Use of adenine nucleotide derivatives to assess the potential of exo-active-site-directed reagents as species- or isozyme-specific enzyme inactivators. 4. Interactions of adenosine 5'-triphosphate derivatives with adenylate kinases from Escherichia coli and rat tissues.

Abstract

Adenosine 5'-triphosphate (ATP) derivatives of the types N6-R-ATP [R = (CH2)nHNCOCH2I, (CH2)nNHCO-(CH2)mHNCOCH2I, or (CH2)nCON(Me)(CH2)mN(Me)CO(CH2)nNHCOCH2I], N6-Me-N6-R-ATP [R = (CH2)nN-(Me)CO(CH2)mNHCOCH2I], and 8-R-ATP [R = NH(CH2)nNHCOCH2I] with 5--19 spacer atoms between N6 or C-8 and iodine have been evaluated as substrates, reversible inhibitors, and inactivators of adenylate kinase (AK). With Escherichia coli AK, the derivatives were noncompetitive inhibitors, Ki = 4.7--7.3 mM, with little affinity for the ATP site, and N6-(CH2)nNHCOCH2[-ATP (n = 5 or 6) effected progressive inhibitions that were not ATP site directed. With rat muscle AK (M-AK), some compounds had slight affinity for the ATP site as evidenced by weak substrate activity with as much as 8 spacer atoms, but all compounds tested were weak noncompetitive inhibitors; Ki = 6--12 mM vs. ATP. The ATP derivatives, notably N6-(CH2)8NHCOCH2I-ATP, mediated a progressive inhibition of M-AK, which was abolished by substitution of hydrogen for the iodine and thus presumably involves alkylation of the enzyme.
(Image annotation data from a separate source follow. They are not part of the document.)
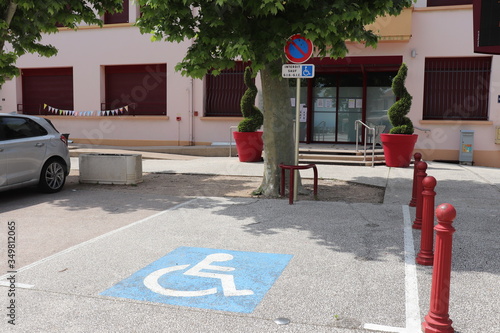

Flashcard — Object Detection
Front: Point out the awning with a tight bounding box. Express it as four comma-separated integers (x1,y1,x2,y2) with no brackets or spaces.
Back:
365,7,413,42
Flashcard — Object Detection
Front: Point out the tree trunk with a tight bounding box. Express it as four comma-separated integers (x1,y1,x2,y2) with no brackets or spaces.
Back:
257,61,295,197
0,1,17,52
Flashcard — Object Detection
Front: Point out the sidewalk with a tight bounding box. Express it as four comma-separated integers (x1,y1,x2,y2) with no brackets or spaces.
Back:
0,148,500,333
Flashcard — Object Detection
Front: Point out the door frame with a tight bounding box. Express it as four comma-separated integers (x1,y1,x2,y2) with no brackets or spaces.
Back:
301,55,403,144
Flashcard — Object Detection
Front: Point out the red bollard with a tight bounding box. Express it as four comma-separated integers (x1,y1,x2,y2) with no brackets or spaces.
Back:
416,176,437,266
412,162,427,229
422,204,457,333
408,153,422,207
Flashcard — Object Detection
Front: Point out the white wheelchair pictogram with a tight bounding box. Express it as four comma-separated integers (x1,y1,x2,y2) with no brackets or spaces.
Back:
144,253,254,297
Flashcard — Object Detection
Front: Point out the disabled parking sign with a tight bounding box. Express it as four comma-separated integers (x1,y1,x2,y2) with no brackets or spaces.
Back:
101,247,292,313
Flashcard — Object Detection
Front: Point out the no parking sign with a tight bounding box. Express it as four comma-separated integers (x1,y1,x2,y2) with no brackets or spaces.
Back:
285,34,313,64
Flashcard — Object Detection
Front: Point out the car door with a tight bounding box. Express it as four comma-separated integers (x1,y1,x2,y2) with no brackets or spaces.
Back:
0,117,50,185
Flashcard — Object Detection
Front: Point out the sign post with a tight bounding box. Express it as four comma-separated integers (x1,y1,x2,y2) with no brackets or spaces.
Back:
281,34,314,200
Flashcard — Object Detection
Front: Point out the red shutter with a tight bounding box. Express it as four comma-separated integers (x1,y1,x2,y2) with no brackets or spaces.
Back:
21,67,73,114
205,61,249,117
427,0,472,7
423,57,491,120
103,64,167,115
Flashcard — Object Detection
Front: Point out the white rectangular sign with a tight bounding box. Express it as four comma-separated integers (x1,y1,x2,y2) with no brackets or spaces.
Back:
281,64,314,79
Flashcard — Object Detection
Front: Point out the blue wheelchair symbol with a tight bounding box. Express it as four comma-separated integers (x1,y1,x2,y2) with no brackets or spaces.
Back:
101,247,292,313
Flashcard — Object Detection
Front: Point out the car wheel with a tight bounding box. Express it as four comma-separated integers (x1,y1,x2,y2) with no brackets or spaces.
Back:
38,158,66,193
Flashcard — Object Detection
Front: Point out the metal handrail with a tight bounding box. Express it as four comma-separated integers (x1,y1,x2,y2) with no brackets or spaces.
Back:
413,126,431,133
354,120,375,168
229,126,238,157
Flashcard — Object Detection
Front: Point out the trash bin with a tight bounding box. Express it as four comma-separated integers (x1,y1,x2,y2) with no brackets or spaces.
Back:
458,130,474,165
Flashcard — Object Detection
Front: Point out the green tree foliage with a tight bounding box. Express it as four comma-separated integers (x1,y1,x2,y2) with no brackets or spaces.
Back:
387,64,413,134
238,67,264,132
0,0,123,86
137,0,413,196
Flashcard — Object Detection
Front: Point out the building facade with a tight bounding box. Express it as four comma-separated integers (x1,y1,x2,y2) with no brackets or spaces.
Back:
0,0,500,167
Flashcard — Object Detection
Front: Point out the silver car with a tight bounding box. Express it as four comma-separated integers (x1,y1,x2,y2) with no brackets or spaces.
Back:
0,113,71,193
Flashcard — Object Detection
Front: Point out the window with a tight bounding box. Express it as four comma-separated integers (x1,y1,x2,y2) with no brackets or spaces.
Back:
427,0,472,7
102,64,167,115
205,61,249,117
104,0,129,24
423,57,491,120
21,67,73,114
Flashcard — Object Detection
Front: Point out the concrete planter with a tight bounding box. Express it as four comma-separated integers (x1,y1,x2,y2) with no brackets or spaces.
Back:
78,154,142,185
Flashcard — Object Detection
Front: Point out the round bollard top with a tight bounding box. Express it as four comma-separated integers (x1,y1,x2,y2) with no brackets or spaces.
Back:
417,161,427,172
436,203,457,222
422,176,437,189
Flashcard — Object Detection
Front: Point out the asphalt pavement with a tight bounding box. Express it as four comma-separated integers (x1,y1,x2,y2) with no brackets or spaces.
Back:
0,151,500,333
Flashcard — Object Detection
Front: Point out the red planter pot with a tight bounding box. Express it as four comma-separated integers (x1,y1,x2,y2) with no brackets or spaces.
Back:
380,133,418,168
233,131,264,162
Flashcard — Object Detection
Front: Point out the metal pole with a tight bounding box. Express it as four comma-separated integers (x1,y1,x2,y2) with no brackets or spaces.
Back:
293,78,300,200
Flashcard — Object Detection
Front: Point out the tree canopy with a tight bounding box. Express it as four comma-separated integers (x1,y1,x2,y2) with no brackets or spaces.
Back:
137,0,412,78
0,0,123,86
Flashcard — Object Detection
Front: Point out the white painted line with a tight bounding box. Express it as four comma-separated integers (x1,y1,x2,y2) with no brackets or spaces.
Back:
403,205,422,332
363,324,407,333
363,205,422,333
0,281,34,289
0,198,198,280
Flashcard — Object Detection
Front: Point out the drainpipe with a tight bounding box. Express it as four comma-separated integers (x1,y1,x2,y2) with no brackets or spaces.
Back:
186,78,194,146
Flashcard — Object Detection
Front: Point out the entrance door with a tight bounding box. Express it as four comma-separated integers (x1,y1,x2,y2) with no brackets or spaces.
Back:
312,73,363,143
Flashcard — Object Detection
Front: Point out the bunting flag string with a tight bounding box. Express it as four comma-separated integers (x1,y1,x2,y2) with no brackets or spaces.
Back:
43,104,130,117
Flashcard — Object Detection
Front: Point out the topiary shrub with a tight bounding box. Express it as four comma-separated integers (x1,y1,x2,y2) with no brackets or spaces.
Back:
238,67,264,132
387,64,414,134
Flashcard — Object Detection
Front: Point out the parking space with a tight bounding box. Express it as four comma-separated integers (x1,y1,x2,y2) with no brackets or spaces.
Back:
2,193,405,332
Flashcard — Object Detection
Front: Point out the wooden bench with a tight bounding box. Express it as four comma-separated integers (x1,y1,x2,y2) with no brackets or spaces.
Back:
279,163,318,205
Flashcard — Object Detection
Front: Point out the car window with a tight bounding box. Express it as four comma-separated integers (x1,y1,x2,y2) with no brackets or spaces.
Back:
0,117,48,140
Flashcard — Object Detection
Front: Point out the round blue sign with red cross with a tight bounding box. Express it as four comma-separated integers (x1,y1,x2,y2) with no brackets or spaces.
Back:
285,34,313,64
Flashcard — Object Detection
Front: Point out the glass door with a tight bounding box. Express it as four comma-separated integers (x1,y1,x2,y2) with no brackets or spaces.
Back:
312,73,363,142
312,74,337,142
337,73,363,142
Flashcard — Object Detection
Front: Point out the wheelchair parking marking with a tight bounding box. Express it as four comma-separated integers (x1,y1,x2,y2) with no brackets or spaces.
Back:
101,247,292,313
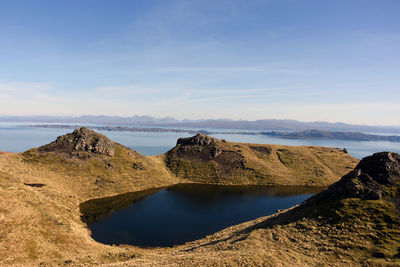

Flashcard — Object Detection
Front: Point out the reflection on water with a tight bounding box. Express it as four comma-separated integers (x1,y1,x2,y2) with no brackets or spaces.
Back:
81,184,324,246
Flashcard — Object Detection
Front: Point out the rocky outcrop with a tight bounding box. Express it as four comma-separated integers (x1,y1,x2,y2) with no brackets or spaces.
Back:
305,152,400,204
39,127,114,157
176,134,219,146
165,134,358,186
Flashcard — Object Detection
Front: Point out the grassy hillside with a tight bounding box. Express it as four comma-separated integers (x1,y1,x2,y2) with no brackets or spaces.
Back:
0,131,366,266
113,153,400,266
165,134,358,186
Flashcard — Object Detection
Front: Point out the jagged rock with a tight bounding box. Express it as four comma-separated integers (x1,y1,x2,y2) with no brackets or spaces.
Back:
176,134,218,146
305,152,400,204
39,127,114,156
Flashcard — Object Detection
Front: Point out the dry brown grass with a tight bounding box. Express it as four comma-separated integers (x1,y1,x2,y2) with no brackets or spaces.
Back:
0,135,370,266
166,141,358,186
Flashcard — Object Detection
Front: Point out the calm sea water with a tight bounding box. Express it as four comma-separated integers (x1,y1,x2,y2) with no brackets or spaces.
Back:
81,184,323,247
0,122,400,159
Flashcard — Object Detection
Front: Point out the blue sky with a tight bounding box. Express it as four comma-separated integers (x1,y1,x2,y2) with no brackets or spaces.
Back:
0,0,400,125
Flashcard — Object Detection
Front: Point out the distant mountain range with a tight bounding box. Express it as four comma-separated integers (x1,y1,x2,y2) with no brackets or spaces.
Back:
0,115,400,133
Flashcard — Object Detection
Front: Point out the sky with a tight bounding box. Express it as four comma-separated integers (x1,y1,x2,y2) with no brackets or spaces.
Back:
0,0,400,125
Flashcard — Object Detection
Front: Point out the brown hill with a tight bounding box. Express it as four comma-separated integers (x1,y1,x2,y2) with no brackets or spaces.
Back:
0,129,366,266
39,127,115,157
165,134,358,185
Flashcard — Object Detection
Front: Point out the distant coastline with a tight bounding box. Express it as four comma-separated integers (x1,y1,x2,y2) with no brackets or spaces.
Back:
25,124,400,142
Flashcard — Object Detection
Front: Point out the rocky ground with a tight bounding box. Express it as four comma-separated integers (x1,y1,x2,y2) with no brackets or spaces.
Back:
0,129,400,266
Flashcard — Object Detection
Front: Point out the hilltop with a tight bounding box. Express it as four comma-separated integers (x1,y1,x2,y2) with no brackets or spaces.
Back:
113,152,400,266
0,128,357,266
165,134,357,186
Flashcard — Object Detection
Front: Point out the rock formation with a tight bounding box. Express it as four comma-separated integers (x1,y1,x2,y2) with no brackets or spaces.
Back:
165,134,358,185
306,152,400,204
39,127,114,157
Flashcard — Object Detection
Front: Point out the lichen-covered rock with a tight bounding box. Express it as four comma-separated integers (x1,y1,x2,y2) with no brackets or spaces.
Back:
305,152,400,204
39,127,114,157
176,134,218,146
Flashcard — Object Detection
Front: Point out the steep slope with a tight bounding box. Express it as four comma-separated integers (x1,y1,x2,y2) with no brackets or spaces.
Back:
165,134,358,186
0,129,362,266
19,127,179,199
151,152,400,266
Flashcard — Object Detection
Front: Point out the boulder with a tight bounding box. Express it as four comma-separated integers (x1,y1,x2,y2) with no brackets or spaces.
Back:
305,152,400,204
39,127,114,157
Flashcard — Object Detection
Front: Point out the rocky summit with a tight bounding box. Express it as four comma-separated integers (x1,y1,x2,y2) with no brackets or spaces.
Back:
307,152,400,203
39,127,115,157
165,134,358,186
176,133,219,146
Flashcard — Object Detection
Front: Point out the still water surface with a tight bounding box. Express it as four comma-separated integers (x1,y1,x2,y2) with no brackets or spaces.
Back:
0,122,400,159
81,184,324,247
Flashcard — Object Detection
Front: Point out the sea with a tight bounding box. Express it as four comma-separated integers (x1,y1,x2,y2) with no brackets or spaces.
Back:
0,122,400,159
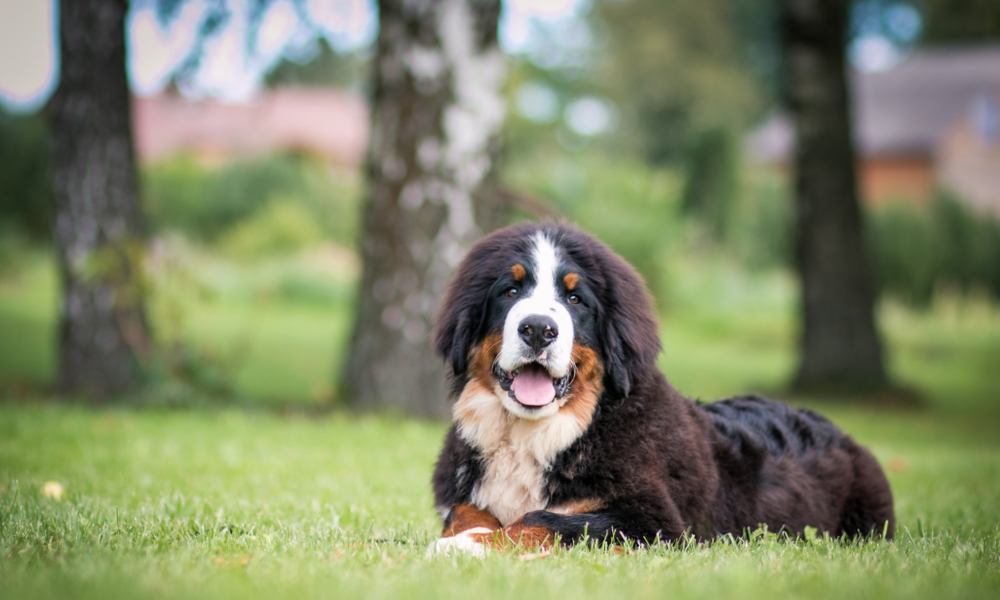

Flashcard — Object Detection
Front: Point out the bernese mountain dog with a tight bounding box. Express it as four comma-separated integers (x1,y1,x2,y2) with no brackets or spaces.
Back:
431,223,894,554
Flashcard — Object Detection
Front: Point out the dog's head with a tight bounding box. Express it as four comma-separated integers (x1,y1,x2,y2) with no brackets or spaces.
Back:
435,224,660,419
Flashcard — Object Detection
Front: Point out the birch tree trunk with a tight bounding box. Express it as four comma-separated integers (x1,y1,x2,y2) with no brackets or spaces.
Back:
781,0,886,390
341,0,504,416
48,0,149,395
The inhibition appeared not to be ATP site directed because kinetic analysis indicated a random bimolecular enzyme-inhibitor reaction and because N6-(CH2)8NHCOCH2I-AMP and its adenosine counterpart, which have relatively low affinity for the ATP site, were more effective than N6-(CH2)8NHCOCH2I-ATP. The ATP derivatives were substrates (KM = 0.4--1.6 mM) and/or competitive inhibitors (Ki = 0.3--6.2 mM) vs. ATP of rat isozymes AK II or III. Exposure of AK II or III for 6 h, 22 degrees C, at pH 7.6 to 10 mM levels of the 1:1 Mg complexes of 25 of the ATP derivatives led in no case to progressive enzyme inhibition, suggesting the absence near the ATP sites of nucleophilic groups suitably positioned for alkylation.